The new system has been upgraded to provide situational information via a 24-hour radar network on coastal traffic densities, maritime assets and others within the nation’s critical waters to monitor all types of suspicious boat or ship movements. This will address many shortcomings of existing surveillance system that could not detect movement in the blind spots and hilly areas as well as smaller smuggling boats or foreign fishing vessels as it was more focused on surveillance of merchant ships.
Malaysian Marine Police Force (PPM) Commander Mohd Yusoff Mamat said the existing surveillance systems in other states will also be upgraded to enable broader scope of monitoring, including to detect smaller boats or any small moving objects. Mohd Yusoff stated that the MSSS operations will be assisted with marine police’s other assets such as aerial drones and patrol boats, the Malaysian Maritime Enforcement Agency (MMEA) and the Royal Malaysian Navy to control and curb any smuggling activities or cross-border crime.

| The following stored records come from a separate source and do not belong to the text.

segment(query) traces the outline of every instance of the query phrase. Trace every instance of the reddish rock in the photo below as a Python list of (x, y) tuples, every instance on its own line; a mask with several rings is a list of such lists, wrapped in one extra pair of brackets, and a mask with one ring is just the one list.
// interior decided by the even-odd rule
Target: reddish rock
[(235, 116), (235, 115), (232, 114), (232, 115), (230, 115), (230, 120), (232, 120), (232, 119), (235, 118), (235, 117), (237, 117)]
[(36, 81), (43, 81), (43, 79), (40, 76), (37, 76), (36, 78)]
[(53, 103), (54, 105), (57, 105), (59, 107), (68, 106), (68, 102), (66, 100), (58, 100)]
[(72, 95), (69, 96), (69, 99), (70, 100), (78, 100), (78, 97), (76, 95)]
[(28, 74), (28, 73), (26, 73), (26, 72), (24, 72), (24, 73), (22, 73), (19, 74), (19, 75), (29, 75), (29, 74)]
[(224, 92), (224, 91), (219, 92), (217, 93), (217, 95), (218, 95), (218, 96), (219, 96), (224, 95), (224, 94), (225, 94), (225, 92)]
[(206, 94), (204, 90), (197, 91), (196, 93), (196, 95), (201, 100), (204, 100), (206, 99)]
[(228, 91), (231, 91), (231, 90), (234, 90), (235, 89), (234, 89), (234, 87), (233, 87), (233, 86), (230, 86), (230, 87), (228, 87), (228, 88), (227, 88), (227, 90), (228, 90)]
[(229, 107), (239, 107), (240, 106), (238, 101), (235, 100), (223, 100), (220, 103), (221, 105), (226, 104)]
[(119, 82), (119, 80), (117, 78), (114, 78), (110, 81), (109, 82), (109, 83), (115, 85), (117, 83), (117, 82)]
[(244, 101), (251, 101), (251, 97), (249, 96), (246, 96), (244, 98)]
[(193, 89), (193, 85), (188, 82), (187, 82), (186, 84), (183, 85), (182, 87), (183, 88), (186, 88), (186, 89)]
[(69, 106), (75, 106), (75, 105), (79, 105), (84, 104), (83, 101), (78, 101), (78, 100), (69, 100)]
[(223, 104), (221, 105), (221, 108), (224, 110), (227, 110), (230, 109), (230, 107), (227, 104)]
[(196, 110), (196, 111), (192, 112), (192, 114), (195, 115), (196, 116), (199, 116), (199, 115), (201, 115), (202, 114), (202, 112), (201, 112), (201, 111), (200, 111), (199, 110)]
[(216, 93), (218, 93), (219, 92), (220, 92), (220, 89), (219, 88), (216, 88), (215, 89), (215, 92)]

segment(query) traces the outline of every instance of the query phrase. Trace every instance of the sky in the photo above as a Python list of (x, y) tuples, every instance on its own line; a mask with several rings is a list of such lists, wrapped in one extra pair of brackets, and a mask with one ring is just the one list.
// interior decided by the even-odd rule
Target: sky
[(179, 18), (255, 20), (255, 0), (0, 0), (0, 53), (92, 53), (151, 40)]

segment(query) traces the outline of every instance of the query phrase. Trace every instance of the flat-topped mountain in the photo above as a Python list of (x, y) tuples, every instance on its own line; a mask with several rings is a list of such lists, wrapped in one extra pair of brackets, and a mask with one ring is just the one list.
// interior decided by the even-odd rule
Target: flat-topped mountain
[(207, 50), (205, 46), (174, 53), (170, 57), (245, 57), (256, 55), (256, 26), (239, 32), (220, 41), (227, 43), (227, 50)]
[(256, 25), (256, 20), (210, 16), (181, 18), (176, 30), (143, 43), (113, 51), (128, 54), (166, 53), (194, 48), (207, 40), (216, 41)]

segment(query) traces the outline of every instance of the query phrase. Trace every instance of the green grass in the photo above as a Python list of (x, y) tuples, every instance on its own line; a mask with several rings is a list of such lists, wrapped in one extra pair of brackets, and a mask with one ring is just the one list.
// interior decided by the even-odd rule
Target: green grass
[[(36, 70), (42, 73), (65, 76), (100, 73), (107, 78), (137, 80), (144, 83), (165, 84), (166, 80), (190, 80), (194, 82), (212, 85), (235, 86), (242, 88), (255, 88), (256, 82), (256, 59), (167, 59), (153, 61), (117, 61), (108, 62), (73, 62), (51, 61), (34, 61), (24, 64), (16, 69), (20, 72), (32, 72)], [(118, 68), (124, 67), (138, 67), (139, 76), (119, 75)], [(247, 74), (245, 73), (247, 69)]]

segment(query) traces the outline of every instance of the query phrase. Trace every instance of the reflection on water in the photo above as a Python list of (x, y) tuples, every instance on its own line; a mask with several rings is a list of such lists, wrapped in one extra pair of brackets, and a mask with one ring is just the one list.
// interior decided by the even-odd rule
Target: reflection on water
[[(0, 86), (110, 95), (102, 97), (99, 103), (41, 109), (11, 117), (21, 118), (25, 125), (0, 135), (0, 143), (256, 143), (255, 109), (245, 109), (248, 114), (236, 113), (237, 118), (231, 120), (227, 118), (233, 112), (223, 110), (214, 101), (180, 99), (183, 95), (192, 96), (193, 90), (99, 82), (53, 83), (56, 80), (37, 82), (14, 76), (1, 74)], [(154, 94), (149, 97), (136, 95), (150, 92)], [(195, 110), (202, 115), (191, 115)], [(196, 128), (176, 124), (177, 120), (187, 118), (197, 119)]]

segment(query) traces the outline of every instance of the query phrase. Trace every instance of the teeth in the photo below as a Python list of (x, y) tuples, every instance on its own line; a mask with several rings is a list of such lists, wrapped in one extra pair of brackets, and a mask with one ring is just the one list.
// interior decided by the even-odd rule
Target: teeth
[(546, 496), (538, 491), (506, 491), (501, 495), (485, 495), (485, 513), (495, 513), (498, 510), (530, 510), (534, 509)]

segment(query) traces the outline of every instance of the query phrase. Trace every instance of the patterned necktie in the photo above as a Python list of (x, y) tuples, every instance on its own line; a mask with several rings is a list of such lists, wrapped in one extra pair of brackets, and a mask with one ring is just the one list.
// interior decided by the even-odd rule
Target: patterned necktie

Langkawi, the northernmost tip of Peninsular Malaysia has been facing critical issues relating to the influx of undocumented migrants, as well as smuggling of human migrants, cigarettes, liquor and other prohibited goods. On the other hand, Pengkalan Kubur, a border town between Malaysia and Thailand, has been identified as the hot-spot for smuggling boats or foreign fishing vessels to enter the country illegally.